Header graphic for print
Real Lawyers Have Blogs On the topic of the law, firm marketing, social media, & baseball

WordPress blogs being hacked

WordPress lawyer blogsBeen reading recently of problems with blogs running on WordPress software being hacked.
Mike Abundo explains the hack creates spam pages within blogs and creates hidden text links to those spam pages on other blogs. A single blog can fall victim to both.

Spam is bad enough on a professional blog. ‘Good morning in-house counsel and consumers, here’s the latest in porn for you direct from our blog.’ Hidden text can be even worse as it can get you unindexed at Google.

Om Malik further references the hacking and explains the hackers’ motivation:

  • To infect visitors by exploiting a browser vulnerability
  • To place ads they can then get revenue from
  • To embed links to blogs they own, improving their page
  • To entice people to click on links that lead them elsewhere

And it’s just not happening at small time blogs. A ZDNet WordPress blog was hacked.

Don’t treat this as a ‘Chicken Little – the sky is falling.’ But do not note that as a lawyer, you can’t just throw up a blog and dismiss potential problems.

WordPress is a good solution supported by a vibrant open source community. But it has been susceptible to hacking.

There’s a reason that not one of the 50 plus AmLaw 200 law firms is using WordPress for a firm branded blog.

  • http://humidcity.com Loki

    So, out of curiosity, what do the AmLaw 200 use?
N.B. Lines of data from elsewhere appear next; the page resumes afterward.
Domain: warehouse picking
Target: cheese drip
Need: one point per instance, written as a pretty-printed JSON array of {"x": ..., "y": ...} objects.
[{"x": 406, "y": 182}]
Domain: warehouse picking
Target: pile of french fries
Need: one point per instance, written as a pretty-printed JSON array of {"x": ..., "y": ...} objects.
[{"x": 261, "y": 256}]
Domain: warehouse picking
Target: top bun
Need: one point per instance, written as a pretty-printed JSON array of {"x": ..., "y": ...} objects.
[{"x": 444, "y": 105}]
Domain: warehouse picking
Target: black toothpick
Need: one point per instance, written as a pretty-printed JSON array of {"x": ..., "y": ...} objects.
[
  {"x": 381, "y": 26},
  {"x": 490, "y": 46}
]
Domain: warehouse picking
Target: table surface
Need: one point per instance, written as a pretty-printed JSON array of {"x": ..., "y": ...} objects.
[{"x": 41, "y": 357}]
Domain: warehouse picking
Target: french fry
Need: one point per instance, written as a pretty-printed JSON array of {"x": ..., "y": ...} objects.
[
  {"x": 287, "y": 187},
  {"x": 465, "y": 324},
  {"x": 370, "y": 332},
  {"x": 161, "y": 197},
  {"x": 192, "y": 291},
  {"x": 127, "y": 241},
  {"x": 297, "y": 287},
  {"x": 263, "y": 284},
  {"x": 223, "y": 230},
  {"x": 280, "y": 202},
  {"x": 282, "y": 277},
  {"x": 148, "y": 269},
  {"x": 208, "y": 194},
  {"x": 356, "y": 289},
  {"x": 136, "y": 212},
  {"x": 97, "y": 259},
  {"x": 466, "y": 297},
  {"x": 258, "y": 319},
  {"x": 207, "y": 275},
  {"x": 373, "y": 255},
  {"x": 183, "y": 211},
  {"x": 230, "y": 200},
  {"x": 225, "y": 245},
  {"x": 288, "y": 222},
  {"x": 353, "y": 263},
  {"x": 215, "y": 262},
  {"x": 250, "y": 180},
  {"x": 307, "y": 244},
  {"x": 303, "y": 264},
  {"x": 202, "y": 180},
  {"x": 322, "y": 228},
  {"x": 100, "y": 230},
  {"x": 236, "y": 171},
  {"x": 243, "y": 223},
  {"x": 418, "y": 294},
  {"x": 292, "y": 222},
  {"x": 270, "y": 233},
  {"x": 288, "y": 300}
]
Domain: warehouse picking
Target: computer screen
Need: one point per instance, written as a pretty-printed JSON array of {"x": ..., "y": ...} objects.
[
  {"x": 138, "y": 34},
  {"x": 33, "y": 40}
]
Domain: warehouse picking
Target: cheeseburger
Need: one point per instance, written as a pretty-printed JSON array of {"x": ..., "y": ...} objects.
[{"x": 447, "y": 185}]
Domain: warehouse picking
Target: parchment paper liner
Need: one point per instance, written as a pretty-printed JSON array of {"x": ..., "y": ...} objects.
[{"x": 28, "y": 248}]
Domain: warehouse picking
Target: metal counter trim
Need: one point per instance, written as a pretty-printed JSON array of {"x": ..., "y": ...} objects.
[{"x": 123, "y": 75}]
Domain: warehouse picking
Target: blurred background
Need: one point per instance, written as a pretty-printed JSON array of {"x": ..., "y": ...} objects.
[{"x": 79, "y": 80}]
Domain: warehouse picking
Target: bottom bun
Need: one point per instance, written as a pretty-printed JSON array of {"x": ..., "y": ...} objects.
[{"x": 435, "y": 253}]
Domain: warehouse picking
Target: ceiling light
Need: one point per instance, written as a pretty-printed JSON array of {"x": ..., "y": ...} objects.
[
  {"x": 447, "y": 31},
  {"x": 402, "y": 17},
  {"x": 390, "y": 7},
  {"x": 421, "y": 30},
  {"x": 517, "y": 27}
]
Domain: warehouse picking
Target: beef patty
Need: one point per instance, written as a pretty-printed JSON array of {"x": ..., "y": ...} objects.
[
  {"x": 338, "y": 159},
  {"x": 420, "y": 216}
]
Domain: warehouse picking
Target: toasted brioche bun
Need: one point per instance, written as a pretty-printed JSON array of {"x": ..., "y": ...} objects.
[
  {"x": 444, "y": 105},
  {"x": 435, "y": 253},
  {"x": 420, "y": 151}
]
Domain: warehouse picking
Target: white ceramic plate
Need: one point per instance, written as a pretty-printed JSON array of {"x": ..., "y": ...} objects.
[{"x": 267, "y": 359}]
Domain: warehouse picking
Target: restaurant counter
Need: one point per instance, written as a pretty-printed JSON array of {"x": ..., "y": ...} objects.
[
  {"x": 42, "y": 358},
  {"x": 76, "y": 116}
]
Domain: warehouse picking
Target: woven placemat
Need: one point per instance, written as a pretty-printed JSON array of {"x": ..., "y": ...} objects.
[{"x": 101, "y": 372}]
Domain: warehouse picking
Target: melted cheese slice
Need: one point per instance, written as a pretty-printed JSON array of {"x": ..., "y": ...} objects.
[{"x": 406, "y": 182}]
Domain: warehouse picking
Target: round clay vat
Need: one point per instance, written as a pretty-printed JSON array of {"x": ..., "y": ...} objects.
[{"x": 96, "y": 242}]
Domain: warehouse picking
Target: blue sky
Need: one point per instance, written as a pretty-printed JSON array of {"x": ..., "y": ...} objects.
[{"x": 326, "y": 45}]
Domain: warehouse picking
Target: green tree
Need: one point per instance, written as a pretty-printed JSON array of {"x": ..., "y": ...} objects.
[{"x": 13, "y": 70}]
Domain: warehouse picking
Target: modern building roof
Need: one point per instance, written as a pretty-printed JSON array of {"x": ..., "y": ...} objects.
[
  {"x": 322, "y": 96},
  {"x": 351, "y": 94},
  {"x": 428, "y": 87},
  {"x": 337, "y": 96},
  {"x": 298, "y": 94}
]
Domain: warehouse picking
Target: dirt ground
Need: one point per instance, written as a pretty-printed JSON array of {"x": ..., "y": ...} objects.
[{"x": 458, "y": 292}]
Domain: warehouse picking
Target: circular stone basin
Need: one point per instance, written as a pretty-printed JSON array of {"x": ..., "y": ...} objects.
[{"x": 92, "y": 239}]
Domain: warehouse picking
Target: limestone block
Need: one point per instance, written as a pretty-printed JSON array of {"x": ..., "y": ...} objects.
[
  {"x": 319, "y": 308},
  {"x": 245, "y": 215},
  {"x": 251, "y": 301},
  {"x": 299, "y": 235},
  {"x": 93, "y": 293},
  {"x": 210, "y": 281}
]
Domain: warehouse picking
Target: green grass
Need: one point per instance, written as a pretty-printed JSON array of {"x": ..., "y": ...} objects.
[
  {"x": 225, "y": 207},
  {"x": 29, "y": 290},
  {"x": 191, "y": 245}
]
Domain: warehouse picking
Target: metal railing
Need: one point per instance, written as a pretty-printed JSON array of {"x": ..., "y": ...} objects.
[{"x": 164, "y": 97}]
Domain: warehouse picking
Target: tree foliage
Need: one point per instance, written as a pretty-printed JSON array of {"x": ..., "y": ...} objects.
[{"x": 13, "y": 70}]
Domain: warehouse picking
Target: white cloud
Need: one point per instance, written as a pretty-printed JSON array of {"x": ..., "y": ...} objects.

  • http://www.thecodecave.com Brian Layman

    It should be noted that those articles talk about an attack that was found almost three months ago now. Yes, it was a big deal at the time, but that was a while ago as far as Internet software is concerned. An update was released on Feb 5 that plugged the hole.
    See…
    http://wordpress.org/development/2008/02/wordpress-233/
    Everyone gets notification of the update in the front page of their WordPress blog’s dashboard and triggering an update to your site should take

  • http://kevin.lexblog.com Kevin OKeefe

    AmLaw firm branded blogs:
    * 75% use LexBlog platform which is greatly enhanced MovableType (MT) platform
    * 10% use Blogger
    * 5% use TypePad
    * 5% use Justia, using a MT core
    * 5% use MT in self hosted environment

  • http://www.scotxblog.com Don

    I took your post as marketing your non-Wordpress product. But it fell flat to my ears. I already knew about the patch that Brian Layman mentions. Why did I know? Because I patched my own system.
    The real lesson isn’t “WordPress bad; MovableType good.” It’s “Be careful before being your own IT department. There are bad people on the internet, so if you don’t have the skill set or the time to track patches and updates yourself, you should hire someone to do it for you.”

  • http://www.kungfoodie.com Kung Foodie

    I have to support the commenters as well. You state “WordPress is a good solution, BUT susceptible to hacking.” Well ALL software is susceptible to hacking. If own/write/manage a website, no matter what scripts you use, you need to have an ongoing plan for security and updates.